Ramon Zürcher’s “The Strange Little Cat,” which receives a one-week exclusive run at the Film Society of Lincoln Center beginning August 1, takes place completely in and around the apartment of a typical Berlin family, mostly in the kitchen. It’s a tight fit for the group that keeps growing over the short 70-minute running time, as aunts, uncles, cousins, the grandmother who lives upstairs, and the family cat, a ghost-like presence, gather for dinner.
The apartment is either a prison or a refuge, depending on how you read the film. During the film’s festival run over the past year, Variety called the “The Strange Little Cat” an “unconventional domestic drama,” while the Hollywood Reporter wrote that it “finds a world of comic possibility.” Both compared it to French comedic director Jacques Tati and Chantal Akerman. The polarized and confusing opinions are due to the film’s detachment — there is no “story” to speak of, dialogue is delivered in a straight, deadpan style, and the formal arrangement is based around a bare minimum of static shots and cuts. It’s easy to fall under the spell of the film’s rhythms while leaving the theater wondering what just happened.
Camera composition is central to the effect “Strange Little Cat” holds over the viewer, offering even further displacement. Characters are often positioned alone within the frame, holding conversations with others characters off screen. From the fixed position, the camera is not choreographed to follow the action but lets the action choreograph itself around the frame. This strange formal approach keeps the film from being pure documentation, and makes many of the scenes unsettling. Withholding everything that is outside, you never know when something will penetrate the rigid composition.
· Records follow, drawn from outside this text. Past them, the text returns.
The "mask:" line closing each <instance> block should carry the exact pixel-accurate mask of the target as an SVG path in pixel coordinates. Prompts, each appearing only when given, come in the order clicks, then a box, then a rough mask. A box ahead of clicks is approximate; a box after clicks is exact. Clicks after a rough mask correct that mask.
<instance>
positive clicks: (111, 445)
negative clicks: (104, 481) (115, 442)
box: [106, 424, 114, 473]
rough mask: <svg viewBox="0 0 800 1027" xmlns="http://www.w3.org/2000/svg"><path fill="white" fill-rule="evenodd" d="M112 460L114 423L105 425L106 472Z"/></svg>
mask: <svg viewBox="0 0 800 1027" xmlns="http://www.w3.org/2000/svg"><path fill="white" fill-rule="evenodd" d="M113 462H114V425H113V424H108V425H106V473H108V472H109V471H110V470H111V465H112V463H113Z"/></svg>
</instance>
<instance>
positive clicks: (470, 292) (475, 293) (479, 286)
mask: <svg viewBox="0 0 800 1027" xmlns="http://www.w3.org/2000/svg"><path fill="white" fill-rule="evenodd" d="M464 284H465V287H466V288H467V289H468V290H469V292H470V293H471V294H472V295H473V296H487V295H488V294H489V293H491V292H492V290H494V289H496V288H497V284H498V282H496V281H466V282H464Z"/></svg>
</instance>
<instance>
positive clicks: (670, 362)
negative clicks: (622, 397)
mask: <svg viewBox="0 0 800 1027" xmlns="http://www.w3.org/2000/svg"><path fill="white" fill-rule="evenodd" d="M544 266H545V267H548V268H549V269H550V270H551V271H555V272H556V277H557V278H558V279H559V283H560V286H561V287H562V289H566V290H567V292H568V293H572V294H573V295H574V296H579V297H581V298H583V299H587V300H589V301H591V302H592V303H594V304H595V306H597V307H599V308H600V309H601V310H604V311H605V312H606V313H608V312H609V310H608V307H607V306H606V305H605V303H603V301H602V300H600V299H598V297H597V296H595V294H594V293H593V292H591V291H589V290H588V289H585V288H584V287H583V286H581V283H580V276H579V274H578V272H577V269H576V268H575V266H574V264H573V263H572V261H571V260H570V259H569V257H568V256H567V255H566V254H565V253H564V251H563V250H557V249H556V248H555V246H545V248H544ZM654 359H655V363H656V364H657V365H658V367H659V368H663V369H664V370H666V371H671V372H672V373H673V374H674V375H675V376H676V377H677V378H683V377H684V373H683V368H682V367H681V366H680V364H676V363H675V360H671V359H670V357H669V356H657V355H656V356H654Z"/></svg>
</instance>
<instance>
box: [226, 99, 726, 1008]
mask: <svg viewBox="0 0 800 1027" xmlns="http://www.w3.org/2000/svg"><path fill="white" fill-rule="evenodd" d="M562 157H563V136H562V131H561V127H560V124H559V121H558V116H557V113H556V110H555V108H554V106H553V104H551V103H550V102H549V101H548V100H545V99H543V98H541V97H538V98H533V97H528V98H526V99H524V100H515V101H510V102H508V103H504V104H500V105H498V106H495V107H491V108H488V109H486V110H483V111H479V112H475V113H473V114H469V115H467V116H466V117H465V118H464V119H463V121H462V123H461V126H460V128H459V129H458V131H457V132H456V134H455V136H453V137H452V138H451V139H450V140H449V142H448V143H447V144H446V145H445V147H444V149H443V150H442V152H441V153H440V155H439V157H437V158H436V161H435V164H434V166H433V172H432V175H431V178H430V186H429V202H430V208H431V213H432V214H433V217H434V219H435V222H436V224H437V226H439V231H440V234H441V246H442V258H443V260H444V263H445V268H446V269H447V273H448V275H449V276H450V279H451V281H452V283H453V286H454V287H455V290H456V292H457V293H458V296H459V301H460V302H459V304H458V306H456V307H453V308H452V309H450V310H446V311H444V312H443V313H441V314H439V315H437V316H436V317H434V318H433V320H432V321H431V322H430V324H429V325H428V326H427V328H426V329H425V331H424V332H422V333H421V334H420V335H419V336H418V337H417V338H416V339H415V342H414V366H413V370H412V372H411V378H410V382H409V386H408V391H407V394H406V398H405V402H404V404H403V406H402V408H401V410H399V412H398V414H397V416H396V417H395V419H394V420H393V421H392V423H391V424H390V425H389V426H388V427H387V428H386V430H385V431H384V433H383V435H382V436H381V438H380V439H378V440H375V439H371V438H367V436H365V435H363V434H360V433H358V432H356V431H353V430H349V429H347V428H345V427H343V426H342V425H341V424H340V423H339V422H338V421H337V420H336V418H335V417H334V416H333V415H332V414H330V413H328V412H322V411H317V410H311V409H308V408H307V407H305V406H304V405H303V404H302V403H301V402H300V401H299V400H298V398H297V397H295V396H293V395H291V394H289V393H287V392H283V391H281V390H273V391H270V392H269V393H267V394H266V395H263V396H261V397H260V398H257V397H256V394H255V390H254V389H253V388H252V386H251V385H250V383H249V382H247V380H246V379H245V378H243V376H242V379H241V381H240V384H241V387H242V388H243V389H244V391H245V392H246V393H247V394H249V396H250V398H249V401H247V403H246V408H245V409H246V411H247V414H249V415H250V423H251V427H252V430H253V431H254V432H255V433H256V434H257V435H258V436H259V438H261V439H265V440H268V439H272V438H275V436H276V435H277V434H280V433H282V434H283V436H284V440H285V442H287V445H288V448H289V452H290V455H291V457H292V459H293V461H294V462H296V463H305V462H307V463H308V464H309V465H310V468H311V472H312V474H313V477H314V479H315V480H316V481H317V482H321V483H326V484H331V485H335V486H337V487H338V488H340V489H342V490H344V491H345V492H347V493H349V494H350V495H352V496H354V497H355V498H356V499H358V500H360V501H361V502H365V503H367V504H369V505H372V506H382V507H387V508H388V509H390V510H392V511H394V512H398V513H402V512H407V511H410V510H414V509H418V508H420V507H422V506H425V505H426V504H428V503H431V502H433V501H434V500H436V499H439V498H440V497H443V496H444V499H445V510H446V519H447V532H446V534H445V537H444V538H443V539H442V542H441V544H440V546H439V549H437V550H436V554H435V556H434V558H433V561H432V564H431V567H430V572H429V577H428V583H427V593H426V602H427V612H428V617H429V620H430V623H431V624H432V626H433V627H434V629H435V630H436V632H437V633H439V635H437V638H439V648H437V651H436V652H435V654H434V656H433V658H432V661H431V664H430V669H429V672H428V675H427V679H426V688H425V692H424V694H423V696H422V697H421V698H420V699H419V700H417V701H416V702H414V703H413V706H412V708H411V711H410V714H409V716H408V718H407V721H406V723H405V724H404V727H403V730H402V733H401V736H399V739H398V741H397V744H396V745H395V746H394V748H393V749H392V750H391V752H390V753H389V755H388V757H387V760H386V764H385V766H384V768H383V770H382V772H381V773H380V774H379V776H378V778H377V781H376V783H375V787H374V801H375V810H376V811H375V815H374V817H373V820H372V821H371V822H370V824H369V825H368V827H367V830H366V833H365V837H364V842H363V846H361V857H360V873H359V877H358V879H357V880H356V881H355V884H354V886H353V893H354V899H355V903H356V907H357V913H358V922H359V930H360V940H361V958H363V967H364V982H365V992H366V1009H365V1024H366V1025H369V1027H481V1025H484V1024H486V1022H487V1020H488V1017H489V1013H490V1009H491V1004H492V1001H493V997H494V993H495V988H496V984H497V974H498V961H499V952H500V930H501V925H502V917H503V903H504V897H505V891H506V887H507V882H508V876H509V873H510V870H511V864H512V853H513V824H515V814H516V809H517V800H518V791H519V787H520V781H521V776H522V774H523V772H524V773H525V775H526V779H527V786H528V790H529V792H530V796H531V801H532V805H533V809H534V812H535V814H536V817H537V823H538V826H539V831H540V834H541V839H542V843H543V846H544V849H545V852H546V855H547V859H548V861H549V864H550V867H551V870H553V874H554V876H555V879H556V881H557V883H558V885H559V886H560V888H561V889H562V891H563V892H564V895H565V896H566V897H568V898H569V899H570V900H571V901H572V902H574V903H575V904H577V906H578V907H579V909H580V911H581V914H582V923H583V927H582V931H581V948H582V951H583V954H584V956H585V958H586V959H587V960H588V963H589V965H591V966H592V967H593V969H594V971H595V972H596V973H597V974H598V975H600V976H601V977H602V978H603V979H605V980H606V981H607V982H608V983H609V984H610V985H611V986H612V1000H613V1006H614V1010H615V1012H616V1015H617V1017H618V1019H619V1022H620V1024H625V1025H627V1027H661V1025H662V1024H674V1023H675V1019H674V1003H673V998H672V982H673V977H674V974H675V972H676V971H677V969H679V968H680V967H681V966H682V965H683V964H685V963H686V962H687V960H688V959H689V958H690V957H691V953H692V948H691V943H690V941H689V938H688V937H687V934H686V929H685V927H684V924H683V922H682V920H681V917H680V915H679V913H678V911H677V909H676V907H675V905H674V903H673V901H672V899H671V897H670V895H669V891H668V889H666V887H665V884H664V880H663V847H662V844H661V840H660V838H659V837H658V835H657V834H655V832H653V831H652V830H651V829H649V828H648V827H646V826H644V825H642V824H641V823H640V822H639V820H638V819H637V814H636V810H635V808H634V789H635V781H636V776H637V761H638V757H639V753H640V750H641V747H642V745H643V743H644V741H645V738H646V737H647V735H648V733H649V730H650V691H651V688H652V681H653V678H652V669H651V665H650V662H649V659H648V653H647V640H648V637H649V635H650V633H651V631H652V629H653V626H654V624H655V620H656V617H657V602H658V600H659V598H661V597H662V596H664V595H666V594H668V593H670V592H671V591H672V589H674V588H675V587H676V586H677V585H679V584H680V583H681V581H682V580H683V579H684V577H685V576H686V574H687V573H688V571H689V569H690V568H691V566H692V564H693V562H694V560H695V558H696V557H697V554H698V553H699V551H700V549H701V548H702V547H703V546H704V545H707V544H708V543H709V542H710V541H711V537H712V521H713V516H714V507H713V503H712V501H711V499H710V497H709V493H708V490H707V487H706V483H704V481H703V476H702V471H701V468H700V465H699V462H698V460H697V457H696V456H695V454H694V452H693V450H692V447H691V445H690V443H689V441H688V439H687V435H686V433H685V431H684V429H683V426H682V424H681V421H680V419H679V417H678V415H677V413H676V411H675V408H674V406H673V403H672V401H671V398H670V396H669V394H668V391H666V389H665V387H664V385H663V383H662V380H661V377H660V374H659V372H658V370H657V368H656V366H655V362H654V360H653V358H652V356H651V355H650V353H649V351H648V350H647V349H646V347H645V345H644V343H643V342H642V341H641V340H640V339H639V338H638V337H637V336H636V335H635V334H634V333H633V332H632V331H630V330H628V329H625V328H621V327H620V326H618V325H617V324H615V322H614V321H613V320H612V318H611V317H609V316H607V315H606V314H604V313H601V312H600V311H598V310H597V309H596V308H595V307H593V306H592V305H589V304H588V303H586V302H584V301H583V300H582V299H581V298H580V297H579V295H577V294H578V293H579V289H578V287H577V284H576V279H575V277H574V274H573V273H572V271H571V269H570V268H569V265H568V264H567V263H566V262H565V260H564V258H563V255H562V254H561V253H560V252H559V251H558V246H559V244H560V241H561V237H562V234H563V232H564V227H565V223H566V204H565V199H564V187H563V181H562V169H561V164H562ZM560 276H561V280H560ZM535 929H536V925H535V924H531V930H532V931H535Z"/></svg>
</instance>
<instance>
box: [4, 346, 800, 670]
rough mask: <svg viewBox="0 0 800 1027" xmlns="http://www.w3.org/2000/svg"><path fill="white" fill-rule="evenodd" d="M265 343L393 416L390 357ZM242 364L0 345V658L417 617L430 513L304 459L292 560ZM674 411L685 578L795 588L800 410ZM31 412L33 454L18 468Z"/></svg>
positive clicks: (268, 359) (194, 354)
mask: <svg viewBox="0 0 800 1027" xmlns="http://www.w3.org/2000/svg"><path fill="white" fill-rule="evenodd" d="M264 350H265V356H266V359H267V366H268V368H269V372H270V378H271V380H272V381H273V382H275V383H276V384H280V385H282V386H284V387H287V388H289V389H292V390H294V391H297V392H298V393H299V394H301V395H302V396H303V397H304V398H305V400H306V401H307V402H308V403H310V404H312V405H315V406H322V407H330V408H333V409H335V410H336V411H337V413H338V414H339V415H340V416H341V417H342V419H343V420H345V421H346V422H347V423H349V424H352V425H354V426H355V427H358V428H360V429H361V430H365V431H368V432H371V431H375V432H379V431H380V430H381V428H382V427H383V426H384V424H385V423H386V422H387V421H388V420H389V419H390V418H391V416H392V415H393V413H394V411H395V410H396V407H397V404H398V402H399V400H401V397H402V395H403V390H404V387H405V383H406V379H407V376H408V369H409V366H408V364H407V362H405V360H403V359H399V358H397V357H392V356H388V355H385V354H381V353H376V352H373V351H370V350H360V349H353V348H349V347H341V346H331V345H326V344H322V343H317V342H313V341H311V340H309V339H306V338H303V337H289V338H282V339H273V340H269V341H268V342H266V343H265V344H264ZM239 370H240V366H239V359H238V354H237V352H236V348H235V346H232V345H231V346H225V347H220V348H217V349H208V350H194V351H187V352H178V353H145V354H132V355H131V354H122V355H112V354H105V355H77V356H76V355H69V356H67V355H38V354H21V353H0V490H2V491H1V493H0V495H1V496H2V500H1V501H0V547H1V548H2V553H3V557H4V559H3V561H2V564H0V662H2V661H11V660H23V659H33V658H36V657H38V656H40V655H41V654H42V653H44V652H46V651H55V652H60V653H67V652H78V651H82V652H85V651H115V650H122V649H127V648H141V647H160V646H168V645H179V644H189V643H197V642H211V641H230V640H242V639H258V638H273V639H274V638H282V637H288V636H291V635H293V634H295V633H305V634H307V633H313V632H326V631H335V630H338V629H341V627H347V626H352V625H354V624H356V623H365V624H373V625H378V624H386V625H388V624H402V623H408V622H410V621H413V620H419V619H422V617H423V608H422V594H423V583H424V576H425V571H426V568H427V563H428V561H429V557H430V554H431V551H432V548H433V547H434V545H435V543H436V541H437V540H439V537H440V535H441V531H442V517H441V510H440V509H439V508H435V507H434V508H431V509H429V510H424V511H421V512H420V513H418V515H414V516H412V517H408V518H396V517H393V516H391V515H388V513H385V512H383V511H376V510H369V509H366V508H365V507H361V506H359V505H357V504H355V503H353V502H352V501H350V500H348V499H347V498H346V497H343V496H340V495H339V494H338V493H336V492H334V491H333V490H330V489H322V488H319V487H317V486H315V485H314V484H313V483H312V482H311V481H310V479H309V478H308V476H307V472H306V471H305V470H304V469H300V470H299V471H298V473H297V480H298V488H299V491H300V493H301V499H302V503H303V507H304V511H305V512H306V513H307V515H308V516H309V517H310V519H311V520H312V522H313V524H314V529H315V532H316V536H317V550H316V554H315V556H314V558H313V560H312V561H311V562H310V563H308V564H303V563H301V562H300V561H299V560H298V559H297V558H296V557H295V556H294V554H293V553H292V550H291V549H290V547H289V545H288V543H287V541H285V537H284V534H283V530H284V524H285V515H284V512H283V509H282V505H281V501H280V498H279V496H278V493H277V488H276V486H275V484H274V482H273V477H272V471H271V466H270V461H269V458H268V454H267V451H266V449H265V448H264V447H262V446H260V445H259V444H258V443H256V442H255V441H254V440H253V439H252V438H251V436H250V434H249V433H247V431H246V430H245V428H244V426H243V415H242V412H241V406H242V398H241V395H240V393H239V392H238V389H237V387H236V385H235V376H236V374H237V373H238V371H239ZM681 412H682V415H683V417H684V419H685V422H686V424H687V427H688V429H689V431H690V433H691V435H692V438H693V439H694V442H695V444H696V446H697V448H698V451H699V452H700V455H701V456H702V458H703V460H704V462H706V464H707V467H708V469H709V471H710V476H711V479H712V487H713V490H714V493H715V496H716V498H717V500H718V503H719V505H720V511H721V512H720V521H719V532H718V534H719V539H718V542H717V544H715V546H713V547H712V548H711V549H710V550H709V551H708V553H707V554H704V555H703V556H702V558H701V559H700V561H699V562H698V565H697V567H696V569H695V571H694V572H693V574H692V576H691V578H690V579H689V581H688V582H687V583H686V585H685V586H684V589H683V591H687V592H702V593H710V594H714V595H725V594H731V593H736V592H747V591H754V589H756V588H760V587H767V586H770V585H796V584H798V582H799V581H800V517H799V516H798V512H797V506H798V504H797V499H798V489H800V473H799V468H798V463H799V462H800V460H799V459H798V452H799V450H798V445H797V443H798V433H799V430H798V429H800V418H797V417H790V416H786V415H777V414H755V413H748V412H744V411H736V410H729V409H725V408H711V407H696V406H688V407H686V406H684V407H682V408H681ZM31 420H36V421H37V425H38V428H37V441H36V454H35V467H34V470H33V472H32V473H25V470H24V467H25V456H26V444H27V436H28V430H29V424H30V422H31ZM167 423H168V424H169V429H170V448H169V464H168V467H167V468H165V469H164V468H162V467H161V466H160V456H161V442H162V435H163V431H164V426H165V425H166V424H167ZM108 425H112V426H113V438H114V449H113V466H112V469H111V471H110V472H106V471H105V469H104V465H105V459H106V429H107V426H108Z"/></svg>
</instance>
Adding to the uneasiness is what I’ll call, for lack of a better term, the sonic narrative. While the visual elements of the film resist interpretation, there is a whole world of sound happening behind (and sometimes in front) of the image that encourages it: The constant hum of kitchen appliances threatens to drown out the dialogue; sirens can be heard in the distance; a young boy screams out in the street. For the most part the sound completely exists within the world of the film — the type of sound you would most likely hear in any apartment in any city if you opened your ears and paid attention. But Zürcher uses these sounds as a defacto soundtrack (bracketed by one simple piece of music, by San Francisco trio Thee More Shallows, repeated multiple times throughout the film) that, when existing alongside the relative blankness of the images, gives the sense of a drama arising out of the shadows and slowly creeping into the “story.” Danger is always lurking just outside of what we can see, but we can hear it coming, closer and closer.
But “The Strange Little Cat” isn’t building toward a climax. There is no payoff at the end, no surprising or shocking moment that easily explains everything that came before it. The pleasures of the film come from what is right in front of us, even if they’re not easily recognizable — the peculiar details of domestic life, the beauty of formal simplicity, and that strange little cat whisking his way through every scene in the film.